The extraordinary thing about Jesus is this capacity to recognize the frailty of others, because he is acutely aware of his own human frailty.
He has looked upon, existed within it, and knows it, as we saw last week in the desert. Today we see that he has the capacity to look on the folly of Jerusalem, for he realizes just what is being lost. Sure, he is angry at the injustice meted out on the poor and marginalized… but the reality is that he knows the authorities are cooking their own goose. He knows that ultimately, injustice and oppression lead to self-destruction. He knows that power breeds greed breeds division breeds destruction. And that has been the story of Jerusalem from that day to this. It is the story of the politics of church.
But there must be something more than politics and power that can unite, heal, restore. And that has to do with this picture of a man who discovers a clarity about who he is in God that can name reality as it is, aware that it will have a dramatic outcome for himself, but who also knows that he is part of a larger picture of the love of God that needs to find expression in the world. There is a perspective that acknowledgment that God’s expression transcends the bounds of establishment and reaches to the margins… right out, indeed, to where we are at. The Lenten story must be taken into our own story, where we can recognize Jesus in our world, walking the walk of integrity, walking along those who have been marginalized and wounded.

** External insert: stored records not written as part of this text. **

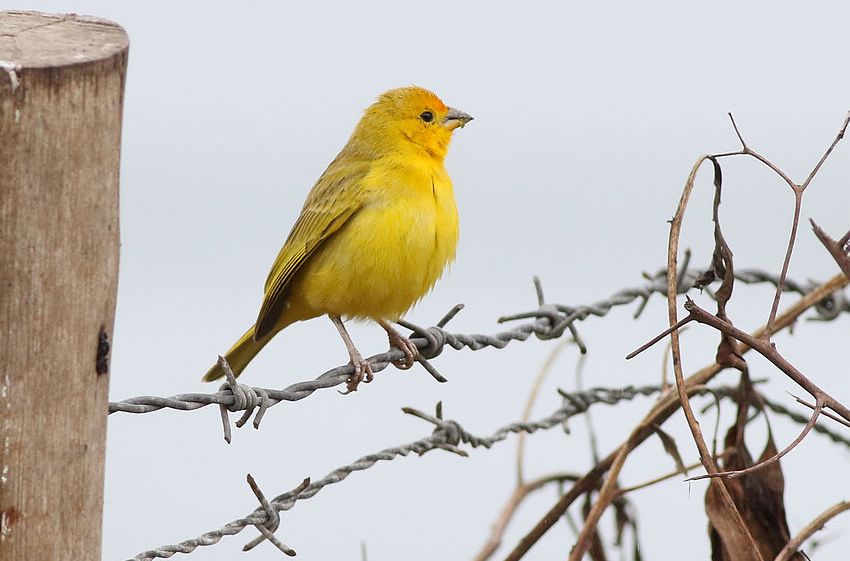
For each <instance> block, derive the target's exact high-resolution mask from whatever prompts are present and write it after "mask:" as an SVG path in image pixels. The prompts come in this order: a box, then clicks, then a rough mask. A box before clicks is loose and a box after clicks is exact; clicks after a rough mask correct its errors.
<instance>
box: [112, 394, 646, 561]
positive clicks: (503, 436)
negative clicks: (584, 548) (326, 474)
mask: <svg viewBox="0 0 850 561" xmlns="http://www.w3.org/2000/svg"><path fill="white" fill-rule="evenodd" d="M659 389H660V388H659V387H658V386H640V387H633V386H629V387H626V388H618V389H606V388H593V389H590V390H587V391H585V392H577V393H572V394H562V395H564V396H565V401H564V404H563V405H562V406H561V407H560V408H558V409H557V410H556V411H555V412H553V413H552V414H550V415H548V416H547V417H544V418H542V419H540V420H538V421H530V422H516V423H511V424H509V425H506V426H504V427H502V428H500V429H499V430H497V431H496V432H495V433H493V434H492V435H490V436H488V437H478V436H475V435H473V434H471V433H469V432H468V431H466V430H465V429H464V428H463V427H462V426H461V425H460V424H459V423H458V422H457V421H452V420H446V419H444V418H443V413H442V406H441V405H440V404H438V405H437V411H436V413H435V415H430V414H427V413H423V412H421V411H418V410H416V409H412V408H409V407H405V408H404V409H402V410H403V411H404V412H405V413H407V414H409V415H413V416H415V417H418V418H420V419H424V420H426V421H428V422H429V423H431V424H433V425H434V431H433V432H432V433H431V435H430V436H427V437H425V438H422V439H419V440H416V441H414V442H411V443H409V444H404V445H402V446H396V447H392V448H386V449H384V450H381V451H380V452H377V453H374V454H369V455H367V456H363V457H362V458H359V459H357V460H355V461H354V462H352V463H351V464H348V465H345V466H342V467H339V468H337V469H335V470H334V471H332V472H331V473H329V474H328V475H326V476H325V477H323V478H322V479H320V480H318V481H315V482H310V480H309V479H305V480H304V481H303V482H302V483H301V485H299V486H298V487H296V488H295V489H292V490H291V491H288V492H286V493H283V494H282V495H278V496H277V497H275V498H274V499H272V500H271V501H269V500H267V499H266V498H265V496H264V495H263V493H262V492H261V491H260V490H259V487H257V486H256V483H252V482H253V478H251V477H250V476H249V480H248V481H249V484H250V485H251V488H252V490H253V491H254V493H255V495H256V496H257V499H258V500H259V501H260V506H259V507H258V508H257V509H255V510H254V511H253V512H252V513H251V514H249V515H247V516H245V517H243V518H239V519H236V520H234V521H232V522H229V523H227V524H225V525H224V526H222V527H221V528H219V529H217V530H213V531H210V532H207V533H205V534H203V535H201V536H199V537H197V538H193V539H190V540H185V541H182V542H180V543H178V544H173V545H163V546H160V547H158V548H156V549H151V550H148V551H145V552H142V553H139V554H138V555H136V556H135V557H132V558H131V559H130V560H128V561H150V560H152V559H157V558H168V557H171V556H172V555H174V554H175V553H192V552H193V551H194V550H195V549H197V548H198V547H200V546H206V545H214V544H216V543H218V542H219V541H221V539H222V538H223V537H224V536H233V535H236V534H238V533H240V532H241V531H242V530H244V529H245V528H246V527H248V526H254V527H255V528H257V530H258V531H259V532H260V535H259V536H257V537H256V538H254V539H253V540H252V541H250V542H249V543H248V544H246V545H245V548H244V549H245V550H247V549H251V548H253V547H255V546H257V545H258V544H259V543H260V542H262V541H263V540H266V539H270V536H271V537H272V538H274V536H273V532H274V531H275V530H277V528H278V526H279V524H280V516H279V513H280V512H282V511H285V510H290V509H292V508H293V507H294V506H295V503H296V502H297V501H299V500H303V499H309V498H310V497H313V496H314V495H316V494H317V493H318V492H319V491H321V490H322V489H323V488H324V487H326V486H328V485H331V484H334V483H339V482H340V481H342V480H343V479H345V478H346V477H348V476H349V475H350V474H351V473H352V472H355V471H362V470H365V469H368V468H370V467H372V466H373V465H375V464H376V463H377V462H379V461H382V460H383V461H390V460H394V459H396V458H397V457H400V456H407V455H408V454H410V453H411V452H413V453H415V454H418V455H420V456H421V455H423V454H425V453H426V452H429V451H431V450H435V449H442V450H446V451H449V452H453V453H455V454H458V455H461V456H466V455H467V453H466V452H465V451H464V450H462V449H461V448H460V447H459V445H460V444H461V443H464V444H468V445H469V446H471V447H472V448H478V447H484V448H490V447H492V446H493V445H494V444H496V443H498V442H500V441H502V440H505V439H506V438H507V437H508V435H510V434H511V433H520V432H526V433H533V432H535V431H538V430H545V429H549V428H552V427H555V426H559V425H560V424H561V423H562V422H564V421H565V420H566V419H568V418H569V417H572V416H574V415H579V414H581V413H584V412H585V411H587V409H588V408H589V407H590V406H591V405H594V404H596V403H606V404H609V405H613V404H616V403H618V402H620V401H623V400H631V399H634V398H635V397H637V396H648V395H652V394H654V393H656V392H658V391H659ZM567 396H569V397H567ZM274 544H275V546H276V547H278V548H279V549H281V551H284V553H287V551H290V552H292V554H294V551H293V550H292V549H290V548H288V547H287V546H284V545H283V544H282V543H281V542H280V541H279V540H277V539H276V538H275V539H274ZM284 548H285V549H284ZM287 555H289V553H287Z"/></svg>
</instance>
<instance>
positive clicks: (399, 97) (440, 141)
mask: <svg viewBox="0 0 850 561" xmlns="http://www.w3.org/2000/svg"><path fill="white" fill-rule="evenodd" d="M471 120H472V117H471V116H469V115H467V114H466V113H464V112H463V111H459V110H457V109H454V108H452V107H448V106H446V104H445V103H443V102H442V100H440V98H439V97H437V96H436V94H434V93H433V92H430V91H428V90H426V89H424V88H420V87H417V86H409V87H406V88H398V89H395V90H389V91H388V92H385V93H383V94H381V96H380V97H378V99H377V101H375V103H373V104H372V105H371V106H370V107H369V108H368V109H366V111H365V113H364V114H363V118H362V119H361V120H360V123H359V124H358V125H357V129H356V130H355V133H354V138H357V139H358V140H359V141H366V142H368V143H369V144H370V145H371V146H370V148H372V149H373V150H377V151H380V152H391V151H400V152H404V151H408V150H410V149H411V148H412V149H414V150H424V151H425V152H427V153H428V154H429V155H430V156H432V157H434V158H438V159H440V160H442V159H443V158H445V156H446V152H447V151H448V148H449V142H450V141H451V138H452V132H453V131H454V130H455V129H457V128H459V127H463V126H464V125H465V124H466V123H468V122H469V121H471Z"/></svg>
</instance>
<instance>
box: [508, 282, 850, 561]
mask: <svg viewBox="0 0 850 561" xmlns="http://www.w3.org/2000/svg"><path fill="white" fill-rule="evenodd" d="M848 282H850V281H848V280H847V279H846V278H845V277H844V276H843V275H839V276H836V277H833V278H832V279H830V280H829V281H827V282H826V283H824V284H822V285H820V286H819V287H817V288H815V289H814V290H812V291H811V292H809V293H808V294H806V296H804V297H803V298H801V299H800V300H798V301H797V302H795V303H794V304H792V305H791V306H790V307H789V308H788V309H787V310H786V311H785V312H784V313H783V314H781V315H780V316H778V317H777V319H776V323H775V327H776V331H779V330H781V329H785V328H787V327H789V326H790V325H792V324H793V323H794V322H795V321H796V320H797V318H799V317H800V315H802V314H803V313H804V312H805V311H806V310H808V309H809V308H812V307H814V306H817V304H818V303H819V302H821V301H822V300H823V299H824V298H827V297H829V295H831V294H833V293H834V292H835V291H836V290H840V289H841V288H843V287H845V286H846V285H847V284H848ZM763 332H764V328H762V329H760V330H758V331H756V332H755V333H753V336H754V337H760V336H761V335H762V333H763ZM748 350H749V348H748V347H747V346H746V345H744V344H743V343H741V344H739V345H738V348H737V352H738V353H739V354H744V353H746V352H747V351H748ZM721 370H722V367H720V365H718V364H717V363H713V364H711V365H709V366H707V367H705V368H703V369H701V370H699V371H697V372H696V373H694V374H692V375H691V376H690V377H689V378H688V379H687V380H686V386H687V387H688V388H689V390H688V391H689V392H690V391H691V388H694V387H697V386H704V385H705V384H707V383H708V382H709V381H710V380H711V379H712V378H714V376H716V375H717V374H718V373H720V371H721ZM679 406H680V402H679V397H678V395H676V393H675V392H666V393H665V394H663V395H662V396H661V398H660V399H659V401H658V403H656V404H655V406H654V407H653V408H652V410H651V411H650V412H649V413H648V414H647V415H646V417H644V419H643V420H642V421H641V422H640V423H639V424H638V425H637V426H636V427H635V429H634V430H633V431H632V433H631V435H630V436H629V438H628V439H627V440H626V441H625V442H624V443H623V444H622V445H620V447H618V448H617V449H615V450H614V451H613V452H611V453H610V454H609V455H608V456H607V457H605V458H604V459H602V460H601V461H600V462H599V463H598V464H597V465H596V466H594V467H593V469H591V470H590V471H588V472H587V473H585V474H584V475H583V476H582V478H581V479H579V480H578V481H577V482H576V483H575V484H574V485H573V487H572V488H570V489H569V490H568V491H567V493H566V494H564V495H563V496H562V497H561V498H560V499H559V500H558V502H556V503H555V504H554V505H553V506H552V507H551V508H550V509H549V510H548V511H547V512H546V513H545V514H544V515H543V517H542V518H541V519H540V521H539V522H538V523H537V524H536V525H535V526H534V527H533V528H532V529H531V530H529V531H528V533H527V534H526V535H525V536H524V537H523V538H522V539H521V540H520V541H519V543H518V544H517V545H516V546H515V547H514V549H513V550H512V551H511V553H510V554H509V555H508V556H507V557H506V558H505V561H518V560H519V559H521V558H522V557H523V556H525V554H526V553H528V551H529V550H530V549H531V547H532V546H533V545H534V544H535V543H537V541H538V540H539V539H540V538H541V537H542V536H543V535H544V534H545V533H546V532H547V531H548V530H549V529H550V528H552V526H554V524H555V523H556V522H557V521H558V520H559V519H560V517H561V516H563V514H564V513H565V512H566V510H567V509H568V508H569V507H570V505H571V504H572V503H573V502H574V501H575V499H576V498H578V497H580V496H581V495H582V494H584V493H585V492H587V491H588V490H589V489H591V488H593V487H594V485H596V482H597V481H598V480H599V479H600V478H602V477H603V476H604V475H605V474H606V473H607V474H608V475H607V477H606V479H605V484H604V485H603V487H602V489H601V491H600V493H599V495H598V497H597V500H596V505H594V507H593V510H592V511H591V513H590V514H589V515H588V518H587V521H586V522H585V524H586V525H587V524H590V523H594V524H595V523H597V522H598V520H599V518H601V514H602V512H603V511H604V510H605V509H606V508H607V506H608V505H609V504H610V502H611V500H613V497H614V490H615V486H616V481H617V478H618V477H619V473H620V470H621V469H622V467H623V465H624V463H625V460H626V457H627V456H628V455H629V454H630V453H631V452H632V451H633V450H634V449H635V448H637V447H638V446H639V445H640V444H641V443H642V442H643V441H644V440H646V439H647V438H648V437H649V436H651V435H653V434H654V431H653V429H652V426H653V425H655V424H659V425H660V424H662V423H663V422H664V421H666V420H667V419H668V418H669V417H670V415H672V414H673V413H674V412H675V411H676V410H678V408H679ZM597 505H599V506H598V511H599V514H598V515H595V514H594V513H595V511H596V510H597ZM592 516H595V519H593V518H591V517H592Z"/></svg>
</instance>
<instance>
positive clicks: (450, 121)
mask: <svg viewBox="0 0 850 561" xmlns="http://www.w3.org/2000/svg"><path fill="white" fill-rule="evenodd" d="M471 120H472V115H467V114H466V113H464V112H463V111H461V110H459V109H455V108H454V107H449V112H448V113H446V118H445V119H444V120H443V126H444V127H446V128H447V129H449V130H450V131H453V130H455V129H456V128H458V127H460V128H463V126H464V125H465V124H466V123H468V122H469V121H471Z"/></svg>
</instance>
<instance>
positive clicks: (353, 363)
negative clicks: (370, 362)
mask: <svg viewBox="0 0 850 561" xmlns="http://www.w3.org/2000/svg"><path fill="white" fill-rule="evenodd" d="M349 355H350V356H351V361H350V363H349V364H351V365H352V366H353V367H354V374H352V375H351V376H349V377H348V381H347V382H346V383H345V388H346V389H345V391H344V392H340V393H342V394H343V395H348V394H350V393H351V392H356V391H357V386H359V385H360V382H365V383H367V384H368V383H369V382H371V381H372V380H374V379H375V373H374V372H372V365H371V364H370V363H369V361H368V360H365V359H364V358H363V357H362V356H361V355H360V352H359V351H358V350H357V349H354V350H353V351H351V352H350V353H349Z"/></svg>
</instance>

If we don’t do that, it is at our peril. If we don’t listen to the dissonant voices of the prophets, then we are deaf to what is going on around us. If we don’t look beyond to the plight of others, if we don’t become advocates for the marginalized, if we get too busy to cook a meal for the hungry, or close our door on an artist who is too much trouble, or refuse to take the risk to let someone in, if we forget that the bush is struggling with the worst drought in history and that farmers are being pushed off the land, if we close our eyes to the needs of our global village, then we will shoot ourselves in the foot. Our empty words will become the bullets. It’s a big challenge. But it is a challenge that will keep us honest.